My new lamp
For four months I've hated the flourescent lighting in my apartment and hemmed and hawed over purchasing a lamp for my bedside table. I saw some for thirty thousand but didn't think it was worth spending the money. I'm only here for a year. I could make it for a year without the lamp, couldn't I? But it really bugged me. I hated the lighting. Sure I'm only here for one year but isn't my sanity and comfort worth the investment?
I think this state of mind is problematic. And I live my life with this problematic state of mind all the time.
In recent years (or have I always been this way?) I have felt as if the places I find myself are only temporary. Because of this I tend not to make the effort. I don't pursue friendships or relationships because I see them as coming to an end whenever that experience does, and this leaves me unsatisfied, either with limitedly fulfilling relationships or lousy lighting.
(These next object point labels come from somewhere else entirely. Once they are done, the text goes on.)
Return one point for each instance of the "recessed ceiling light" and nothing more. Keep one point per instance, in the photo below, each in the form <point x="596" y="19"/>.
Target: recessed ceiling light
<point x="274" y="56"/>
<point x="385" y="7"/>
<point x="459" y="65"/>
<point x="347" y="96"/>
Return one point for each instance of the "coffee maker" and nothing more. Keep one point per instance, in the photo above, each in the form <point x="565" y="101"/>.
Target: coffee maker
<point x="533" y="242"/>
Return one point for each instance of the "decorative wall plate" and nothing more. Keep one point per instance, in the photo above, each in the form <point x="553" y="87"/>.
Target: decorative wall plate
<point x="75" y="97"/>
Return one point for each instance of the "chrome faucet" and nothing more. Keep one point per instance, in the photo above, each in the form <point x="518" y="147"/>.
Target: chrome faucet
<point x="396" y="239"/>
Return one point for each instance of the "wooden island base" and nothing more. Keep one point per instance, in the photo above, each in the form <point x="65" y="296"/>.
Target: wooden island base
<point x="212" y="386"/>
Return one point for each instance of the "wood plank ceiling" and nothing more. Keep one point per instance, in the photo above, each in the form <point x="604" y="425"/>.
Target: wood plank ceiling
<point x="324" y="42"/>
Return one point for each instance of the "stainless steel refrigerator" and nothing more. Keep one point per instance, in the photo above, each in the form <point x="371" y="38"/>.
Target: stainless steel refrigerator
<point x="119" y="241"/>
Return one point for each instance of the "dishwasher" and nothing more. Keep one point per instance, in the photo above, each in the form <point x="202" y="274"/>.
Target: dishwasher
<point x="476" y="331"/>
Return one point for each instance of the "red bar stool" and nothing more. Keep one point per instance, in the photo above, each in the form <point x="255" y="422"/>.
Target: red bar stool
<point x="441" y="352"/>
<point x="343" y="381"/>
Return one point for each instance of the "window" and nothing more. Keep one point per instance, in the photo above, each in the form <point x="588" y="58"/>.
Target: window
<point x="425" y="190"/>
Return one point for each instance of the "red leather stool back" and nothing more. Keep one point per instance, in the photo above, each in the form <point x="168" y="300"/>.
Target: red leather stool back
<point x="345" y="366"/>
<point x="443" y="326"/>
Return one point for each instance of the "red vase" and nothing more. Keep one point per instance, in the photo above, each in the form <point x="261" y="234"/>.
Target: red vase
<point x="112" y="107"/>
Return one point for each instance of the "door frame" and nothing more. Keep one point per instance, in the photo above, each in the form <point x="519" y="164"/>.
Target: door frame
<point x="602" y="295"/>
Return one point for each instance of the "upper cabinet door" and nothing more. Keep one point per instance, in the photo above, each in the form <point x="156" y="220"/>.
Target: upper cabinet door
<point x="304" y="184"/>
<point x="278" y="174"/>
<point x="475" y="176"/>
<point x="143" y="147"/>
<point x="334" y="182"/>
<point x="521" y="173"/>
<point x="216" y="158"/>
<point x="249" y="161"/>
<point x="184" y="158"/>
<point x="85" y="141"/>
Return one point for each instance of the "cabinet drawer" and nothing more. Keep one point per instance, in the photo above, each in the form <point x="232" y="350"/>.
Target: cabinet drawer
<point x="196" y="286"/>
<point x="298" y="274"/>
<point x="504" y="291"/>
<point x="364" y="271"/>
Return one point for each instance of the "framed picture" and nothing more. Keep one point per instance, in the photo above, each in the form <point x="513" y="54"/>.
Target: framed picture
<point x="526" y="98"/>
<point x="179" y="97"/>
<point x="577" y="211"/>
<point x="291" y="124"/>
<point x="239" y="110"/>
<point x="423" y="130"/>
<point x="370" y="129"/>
Last year I was graduating so why bother? Then I was moving to Korea so why bother? Now I'm only in Korea for one year so why bother?
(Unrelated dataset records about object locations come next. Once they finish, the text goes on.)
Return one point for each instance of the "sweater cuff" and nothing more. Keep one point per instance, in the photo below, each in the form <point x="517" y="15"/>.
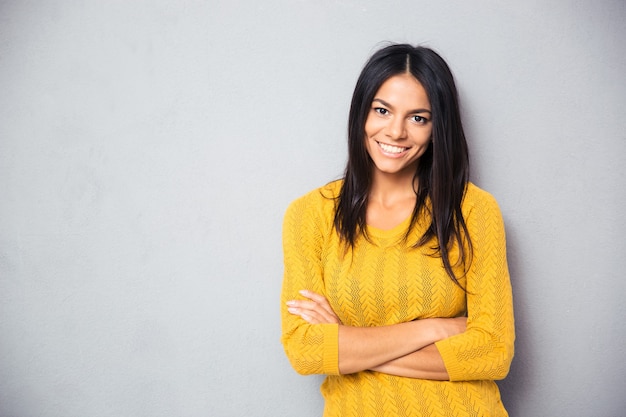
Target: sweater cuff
<point x="453" y="367"/>
<point x="331" y="349"/>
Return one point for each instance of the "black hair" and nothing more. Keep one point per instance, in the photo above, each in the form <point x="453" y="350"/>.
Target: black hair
<point x="442" y="173"/>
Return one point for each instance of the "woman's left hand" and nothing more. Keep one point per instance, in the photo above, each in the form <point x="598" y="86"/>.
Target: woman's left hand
<point x="315" y="309"/>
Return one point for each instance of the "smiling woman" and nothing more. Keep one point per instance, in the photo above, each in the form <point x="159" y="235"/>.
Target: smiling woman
<point x="396" y="283"/>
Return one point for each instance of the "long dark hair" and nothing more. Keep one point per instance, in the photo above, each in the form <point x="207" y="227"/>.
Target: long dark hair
<point x="442" y="173"/>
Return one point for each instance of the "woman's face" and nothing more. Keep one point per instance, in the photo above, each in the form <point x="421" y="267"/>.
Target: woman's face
<point x="398" y="126"/>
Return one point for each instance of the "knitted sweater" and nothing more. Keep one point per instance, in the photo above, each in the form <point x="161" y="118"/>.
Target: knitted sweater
<point x="385" y="281"/>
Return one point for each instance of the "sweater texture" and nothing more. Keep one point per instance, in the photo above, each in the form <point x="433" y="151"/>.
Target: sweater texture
<point x="384" y="280"/>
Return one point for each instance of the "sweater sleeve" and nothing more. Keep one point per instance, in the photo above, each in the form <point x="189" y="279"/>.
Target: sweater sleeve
<point x="485" y="350"/>
<point x="311" y="349"/>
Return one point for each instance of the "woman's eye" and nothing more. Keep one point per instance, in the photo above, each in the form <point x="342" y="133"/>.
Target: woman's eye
<point x="381" y="110"/>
But when will my life be really my life forever? That's a ridiculous question. Why? Because relationships, be it romantic or otherwise, cross experiences. And because thirty thousand won equals thirty bucks. Plus I could always take a lamp home with me if I so choose.
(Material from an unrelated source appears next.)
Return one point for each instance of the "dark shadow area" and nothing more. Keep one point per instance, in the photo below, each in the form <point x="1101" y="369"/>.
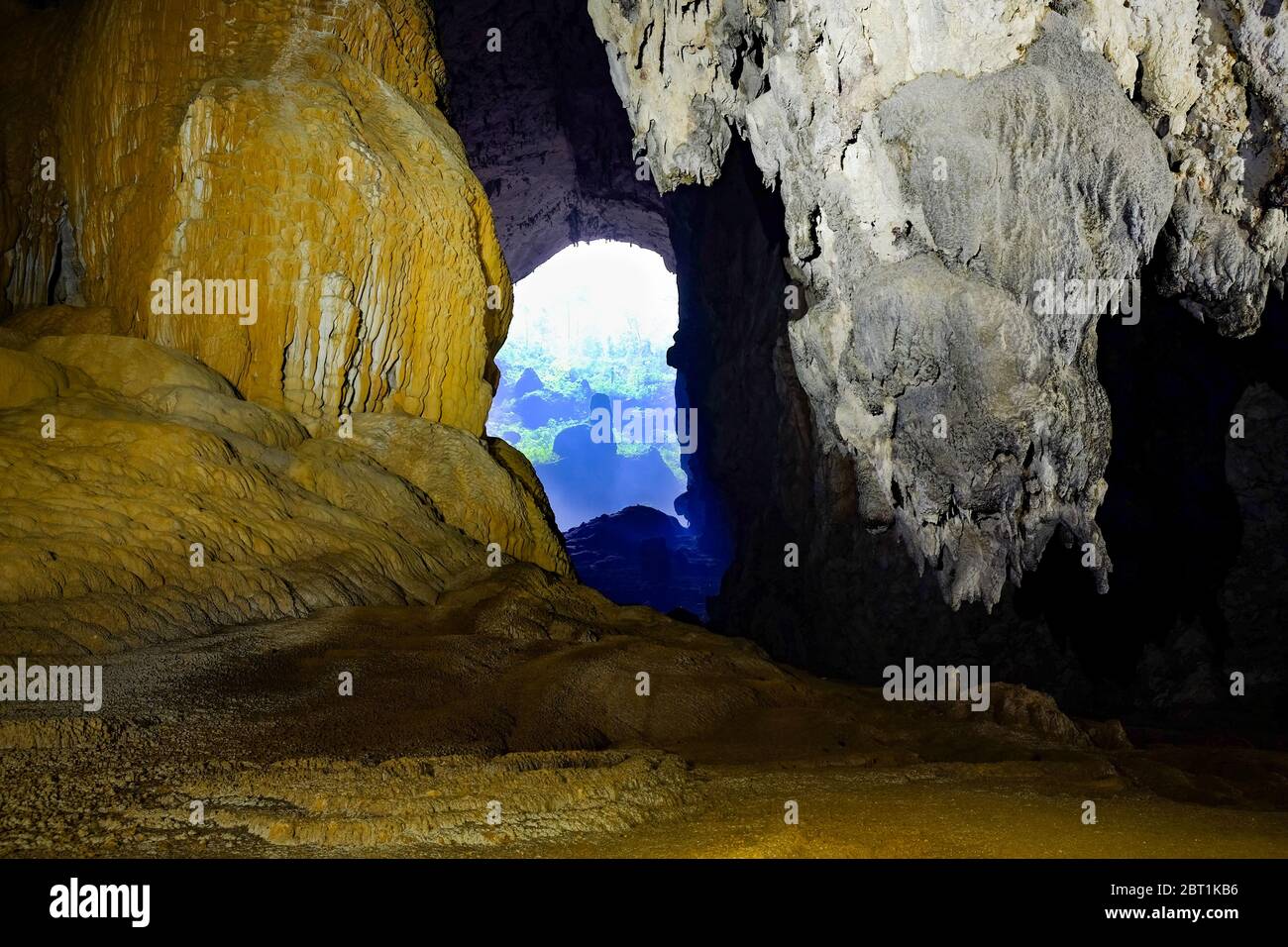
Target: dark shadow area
<point x="1193" y="518"/>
I better change my state of mind.
Luckily I can put it off for now because my leaving coworker gave me her lamp. And you'd be surprised how happy and comforted I feel in my low light.
1 Comments:
Lamps are good...I'm so greatful for mine..the lighting can be really crappy in the apartments except for my cool blue black light which I am sure you are jealous of! ;) Anyway glad to hear you found a little lighting comfort!